Encerramos 2025 com um crescimento exponencial de 301%. Mas o que esses números realmente dizem sobre o futuro do varejo, da logística e da vida em condomínio no Brasil?
1. A Transição do Vertical para o Horizontal
No início, o mercado olhava para os lockers como uma solução verticalizada para o e-commerce. O “clique” que nos fez quadruplicar de tamanho foi entender que somos um player horizontal de autoatendimento.
Seja para receber o seu iFood no condomínio, retirar um medicamento na farmácia sem filas ou guardar seus pertences no Rock in Rio, a tecnologia por trás é a mesma: robusta, escalável e 99,8% automatizada.
2. O Verdadeiro Concorrente não é outra empresa de Lockers
Como nosso fundador, Gustavo Artuzo, costuma dizer: nosso grande concorrente é o balcão de atendimento, a chapelaria manual e o atendente da loja sobrecarregado.
A nova geração de consumidores não quer apenas o produto; eles querem autonomia. Quando implementamos nossa solução no varejo físico, vemos números impressionantes:
- No setor farmacêutico e varejo, até 98% dos pedidos online são retirados via locker, liberando a equipe para atividades de maior valor agregado.
- Em condomínios, reduzimos em 99% o fluxo de entregas nas portarias, resolvendo o caos logístico residencial.
3. Tecnologia Brasileira com Selo Global
Muitas vezes sofremos do “complexo de vira-lata”, mas 2025 provou que a tecnologia desenvolvida no Brasil compete em igualdade nos principais palcos do mundo.
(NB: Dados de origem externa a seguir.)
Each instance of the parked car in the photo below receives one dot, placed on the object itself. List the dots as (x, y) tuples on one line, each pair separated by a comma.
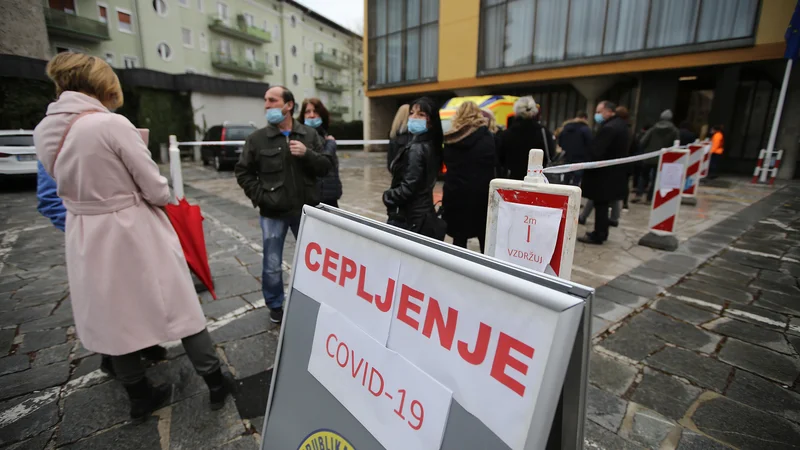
[(223, 157), (17, 153)]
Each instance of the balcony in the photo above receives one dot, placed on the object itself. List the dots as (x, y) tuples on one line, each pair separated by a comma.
[(327, 85), (330, 60), (240, 31), (229, 63), (68, 25)]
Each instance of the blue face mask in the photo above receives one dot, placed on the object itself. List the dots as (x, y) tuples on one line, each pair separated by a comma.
[(275, 116), (417, 126), (599, 118)]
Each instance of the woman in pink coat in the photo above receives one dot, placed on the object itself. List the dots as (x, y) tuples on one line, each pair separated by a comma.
[(129, 282)]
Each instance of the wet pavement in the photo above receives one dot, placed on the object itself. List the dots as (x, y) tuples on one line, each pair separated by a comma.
[(694, 349)]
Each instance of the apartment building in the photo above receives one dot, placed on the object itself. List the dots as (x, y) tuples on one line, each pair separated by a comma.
[(710, 61), (279, 42)]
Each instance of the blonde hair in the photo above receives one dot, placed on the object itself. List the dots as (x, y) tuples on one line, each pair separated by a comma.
[(400, 122), (86, 74), (468, 115)]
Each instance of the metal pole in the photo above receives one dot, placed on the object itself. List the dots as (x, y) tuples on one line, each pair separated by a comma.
[(175, 167), (775, 122)]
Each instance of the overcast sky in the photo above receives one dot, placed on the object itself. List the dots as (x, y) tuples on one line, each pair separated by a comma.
[(347, 13)]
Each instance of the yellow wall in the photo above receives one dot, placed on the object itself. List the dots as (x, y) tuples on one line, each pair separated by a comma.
[(459, 29), (774, 20)]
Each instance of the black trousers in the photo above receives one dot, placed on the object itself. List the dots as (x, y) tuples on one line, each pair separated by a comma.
[(601, 219), (199, 348)]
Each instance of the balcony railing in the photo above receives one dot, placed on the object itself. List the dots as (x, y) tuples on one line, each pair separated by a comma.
[(60, 23), (327, 85), (239, 31), (230, 63), (330, 60)]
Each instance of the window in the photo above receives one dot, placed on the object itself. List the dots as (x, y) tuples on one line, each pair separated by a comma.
[(164, 51), (160, 7), (130, 62), (528, 32), (102, 13), (125, 24), (404, 40)]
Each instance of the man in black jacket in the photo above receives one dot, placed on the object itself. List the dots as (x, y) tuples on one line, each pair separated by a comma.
[(278, 170), (606, 184)]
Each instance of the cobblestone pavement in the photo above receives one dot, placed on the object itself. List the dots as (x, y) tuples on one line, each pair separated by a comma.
[(692, 349)]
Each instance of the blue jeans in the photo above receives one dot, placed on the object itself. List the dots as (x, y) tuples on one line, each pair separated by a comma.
[(273, 233)]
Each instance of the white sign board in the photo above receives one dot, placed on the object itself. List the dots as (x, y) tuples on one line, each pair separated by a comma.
[(402, 406), (527, 234)]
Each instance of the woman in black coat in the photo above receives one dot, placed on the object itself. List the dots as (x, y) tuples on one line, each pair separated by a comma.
[(469, 154), (409, 200), (314, 114)]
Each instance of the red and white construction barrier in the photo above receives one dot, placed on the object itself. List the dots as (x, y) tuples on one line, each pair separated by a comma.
[(692, 184), (669, 184), (766, 172)]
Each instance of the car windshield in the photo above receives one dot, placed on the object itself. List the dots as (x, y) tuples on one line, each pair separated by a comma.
[(238, 133), (19, 140)]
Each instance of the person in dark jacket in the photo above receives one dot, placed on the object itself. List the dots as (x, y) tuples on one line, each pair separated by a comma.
[(662, 135), (606, 184), (685, 133), (524, 133), (399, 136), (409, 199), (469, 155), (574, 139), (314, 114), (278, 171)]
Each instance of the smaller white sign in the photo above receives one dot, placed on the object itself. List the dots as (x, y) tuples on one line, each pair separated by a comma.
[(399, 404), (671, 176), (526, 234)]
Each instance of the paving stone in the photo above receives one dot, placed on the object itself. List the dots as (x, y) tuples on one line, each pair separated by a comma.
[(650, 428), (37, 340), (39, 413), (87, 411), (775, 366), (621, 297), (250, 324), (695, 441), (750, 333), (610, 374), (664, 394), (702, 370), (682, 310), (745, 427), (734, 295), (597, 437), (761, 394), (605, 408), (15, 363), (609, 310), (218, 308), (634, 286), (33, 379), (127, 437), (24, 315), (195, 426)]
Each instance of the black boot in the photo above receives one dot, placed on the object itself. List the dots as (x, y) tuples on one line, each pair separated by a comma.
[(146, 398), (217, 388)]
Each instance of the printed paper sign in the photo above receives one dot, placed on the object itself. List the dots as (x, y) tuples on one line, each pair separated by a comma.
[(671, 176), (490, 348), (339, 269), (400, 405), (526, 234)]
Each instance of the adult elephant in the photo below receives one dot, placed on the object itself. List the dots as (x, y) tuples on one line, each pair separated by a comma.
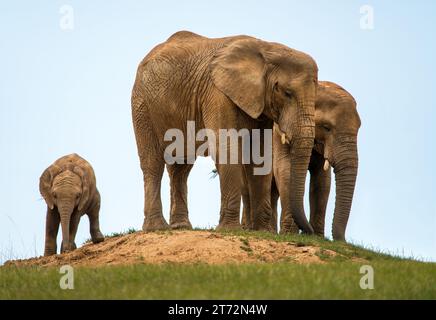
[(224, 83), (337, 124)]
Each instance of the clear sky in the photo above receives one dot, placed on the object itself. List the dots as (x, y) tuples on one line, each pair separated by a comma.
[(68, 90)]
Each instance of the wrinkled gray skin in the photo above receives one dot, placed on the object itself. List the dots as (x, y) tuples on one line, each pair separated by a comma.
[(337, 124), (69, 189), (234, 82)]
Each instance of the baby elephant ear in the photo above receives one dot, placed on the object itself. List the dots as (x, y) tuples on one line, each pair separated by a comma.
[(85, 186), (46, 182), (238, 70)]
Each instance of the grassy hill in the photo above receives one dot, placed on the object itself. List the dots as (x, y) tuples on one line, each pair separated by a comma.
[(216, 265)]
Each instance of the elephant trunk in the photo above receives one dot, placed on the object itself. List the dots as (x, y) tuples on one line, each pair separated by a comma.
[(65, 212), (345, 169), (301, 149)]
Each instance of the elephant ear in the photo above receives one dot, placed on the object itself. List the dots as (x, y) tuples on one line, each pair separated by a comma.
[(238, 70), (46, 182), (85, 186)]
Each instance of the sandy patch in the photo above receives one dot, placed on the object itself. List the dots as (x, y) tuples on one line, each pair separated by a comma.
[(181, 247)]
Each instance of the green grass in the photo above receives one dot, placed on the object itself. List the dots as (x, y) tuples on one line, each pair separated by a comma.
[(394, 278)]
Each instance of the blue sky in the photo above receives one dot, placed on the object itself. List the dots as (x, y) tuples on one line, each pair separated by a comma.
[(64, 91)]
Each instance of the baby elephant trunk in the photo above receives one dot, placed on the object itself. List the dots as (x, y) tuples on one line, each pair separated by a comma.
[(65, 212)]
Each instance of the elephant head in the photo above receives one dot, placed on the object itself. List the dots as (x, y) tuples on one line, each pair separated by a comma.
[(337, 126), (67, 189), (270, 79)]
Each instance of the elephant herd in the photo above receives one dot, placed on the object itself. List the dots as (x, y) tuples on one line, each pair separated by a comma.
[(232, 83)]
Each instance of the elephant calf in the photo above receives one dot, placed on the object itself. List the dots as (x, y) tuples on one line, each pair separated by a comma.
[(337, 123), (69, 189)]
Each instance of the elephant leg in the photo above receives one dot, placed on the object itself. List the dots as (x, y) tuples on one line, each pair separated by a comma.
[(230, 185), (282, 171), (274, 201), (260, 199), (74, 225), (94, 223), (152, 166), (51, 231), (320, 182), (179, 217), (246, 207)]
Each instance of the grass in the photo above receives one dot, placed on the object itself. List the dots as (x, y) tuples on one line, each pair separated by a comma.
[(394, 278)]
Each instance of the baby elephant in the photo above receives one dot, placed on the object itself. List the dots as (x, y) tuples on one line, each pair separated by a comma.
[(69, 189)]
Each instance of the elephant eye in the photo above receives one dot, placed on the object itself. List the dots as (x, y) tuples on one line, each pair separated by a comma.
[(288, 94)]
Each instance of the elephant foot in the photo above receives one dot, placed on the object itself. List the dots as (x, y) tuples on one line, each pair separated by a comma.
[(181, 225), (67, 248), (155, 224), (49, 251), (228, 226), (97, 237)]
- Fomos selecionados como uma das 10 scale-ups mais promissoras do mundo pelo Santander X Global Award, em Barcelona.
- Operamos nossa própria fábrica e centro de P&D no Rio de Janeiro, o que nos permite um ciclo de inovação rapidíssimo — atraindo até a atenção de gigantes globais como a Shopee, que veio ao Brasil entender nossa engenharia.
4. O que esperar de 2026?
Não vamos tirar o pé do acelerador. Com mais de 2.500 equipamentos em 21 estados e processando 3,3 milhões de operações, nossa meta é clara: dobrar a operação novamente este ano.
A logística urbana do futuro não será sustentada apenas por software. Ela exige uma infraestrutura física inteligente e integrada. Estamos construindo a malha que permite ao brasileiro recuperar o que ele tem de mais valioso: o seu tempo.
A pergunta para o varejista e gestor moderno não é mais “se” deve adotar o autoatendimento, mas “quando” sua operação vai colapsar sem ele.